Episode 1 (Tuhaflık)

81 14 21
                                    


"Güne günaydın diye başlamak isterdim Rely. Oysa kalbim ağrıyor. Kalbim sanki yerinden çıkacak gibi. Bu acı ne Rely? Beni delirten bu şey ne?" Elindeki defteri masasına bırakan Rely yanıma adımladı endişeli gözlerle.

"Rawbi, canını sıkan bir şey olmadığına emin misin? Yani sebepsiz acı çekmen normal değil. Seni üzen bir şey mi yaşadın yakın zamanda? İstersen dışarı çıkalım. Hava almış olursun." ardı ardına sıraladığı cümlelerinin sonunda yorgun bir nefes verdim.

"Bilmiyorum Rely, son zamanlarda bana olan şey her ne ise düşünmemi bile engelliyor. Mantıklı bir sebep bulamıyorum. Oysa gülmek ve eğlenmek benim için önemli şeyler. Haklısın, belki de hava almalıyız." diye bitirdim ben de uzun konuşmamı.

Bu anlamsız iç sıkıntım beni boğmaktan beter ediyordu. Sürekli yorgun ve huzursuz hissetmeme neden olan şeyi anlayamıyordum.

"Hazırlan o zaman. Sana iyi gelebilecek bir yer biliyorum." dedi Rely neşeli bir ses tonunda.

Hazırlandım ve onu beklemeye başladım. Hazırlamıştım hazırlanmasına ama ne içindi en ufak bir fikrim bile yoktu. Rely iyi gelecek demişti. Ona güvenmeliydim ve kendimi biraz olsun rahatlatmalıydım. Ama bu içimdeki his neydi? Ne oluyordu bana? Neden içimde bir yerlerde hem korku hem heyecan hissediyorum ki?
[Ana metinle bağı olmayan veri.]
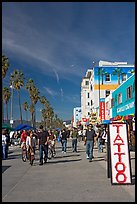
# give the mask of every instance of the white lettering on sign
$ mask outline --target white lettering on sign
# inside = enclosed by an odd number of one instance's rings
[[[128,109],[130,109],[130,108],[133,108],[134,107],[134,101],[133,102],[131,102],[131,103],[129,103],[129,104],[126,104],[125,106],[122,106],[122,107],[120,107],[120,108],[117,108],[117,113],[119,113],[119,112],[122,112],[122,111],[125,111],[125,110],[128,110]]]
[[[125,123],[109,124],[112,183],[131,184],[127,127]]]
Rawbi neredesin? Seni çok özledim.

Ne, bu ses de neyin nesi? Rely az önce gitmemiş miydi?

"Rely!"

Rely az önce gittiği alt kattan endişeli ama meraklı bir ses tonuyla bana seslendi.

"Efendim Rawbi?"

"Bir şey mi oldu?" dedim, ama merdivenlerden çıkan Rely bana anlamaz bakışlar atıyordu.
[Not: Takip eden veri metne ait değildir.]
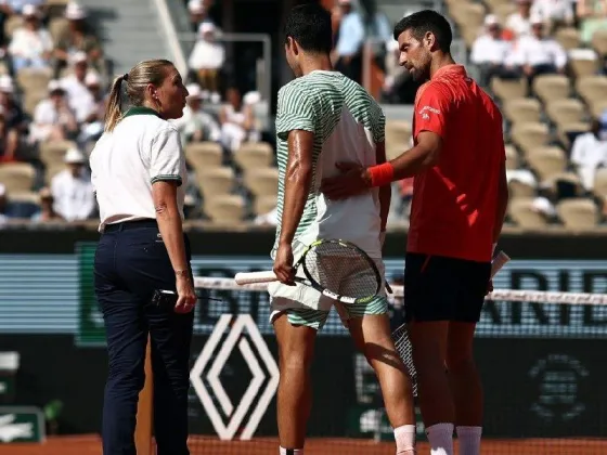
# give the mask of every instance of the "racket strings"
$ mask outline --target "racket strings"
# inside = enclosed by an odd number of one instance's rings
[[[308,251],[305,266],[312,280],[332,292],[364,298],[377,291],[377,274],[369,259],[347,244],[321,243]]]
"Asıl sana mı bir şey oldu, iyi misin Rawbi?"

Kafamı iki yana salladım.

"Bana seslenen sen değil miydin?" dedim, kaşlarını çatıp pencereye doğru döndü.

"Hayır, sana seslenmedim. Pencere açık kalmıştı, dışarıdan gelen sesleri duymuş olmayasın?" dedi, karşısında bir deli varmış gibi bakıyordu.

"Bana deliymişim gibi bakma Rely. Az önce duydum, biri Rawbi diye seslendi. Kendi adımı hatırlamayacak kadar yaşlı değilim."

Rely hâlâ o bakışlarını devam ettirirken ben kendimi iyice kötü hissetmeye başlamıştım. Gerçekten aklımı mı yitiriyordum bilmiyordum.

"Neyse Rawbi, hazır mısın? En iyisi biraz hava almak. Hadi gidelim."

Neyi var bunun demek geldi içimden. Bana seslenmişti işte, öyle bakmasına gerek de yoktu. Her neyse, belki de gerçekten hava almalıyım. Bu evde kendimi hiç rahat hissetmiyorum. Bugünlerde başıma gelen tuhaf olaylar umarım mevsimsel bir şeydir yoksa gerçekten aklımı kaybetmeye başladığıma inanacağım.

"Bugün seni götüreceğim yere bayılacaksın. Hatta daha önce götürmediğim için beni dövebilirsin bile."

Bu dediğine seslice güldüm. "Ne saçmalıyorsun Rely? Seni ne zaman dövdüm?"

Dudak büzerek bana döndüğünde gülüşüm havada asılı kalmıştı. "Ah, son günlerde gerçekten çekilmezsin Rawbi. Sadece şaka yapmıştım."

Tanrım, bu kızın bir de dudak büzmesi yok mu? Sanırım onun bu sevimli haline içimden de olsa gülmeyi kesmeliyim yoksa beni azarlayacak. Ne yazık ki ben daha gülmemi kesmeden sinirli bakışlarıyla bana döndü.

"Hadi Rawbi yürü. Geldik zaten." Kolumdan çekiştirerek beni sürüklemeye devam ettiğinde cidden yorulmuştum.

"Neredeyse bir saattir yürüyoruz Rely bitmedi mi hala?" Kızgın bakışlarını bana döndürüp kaşlarını çattı.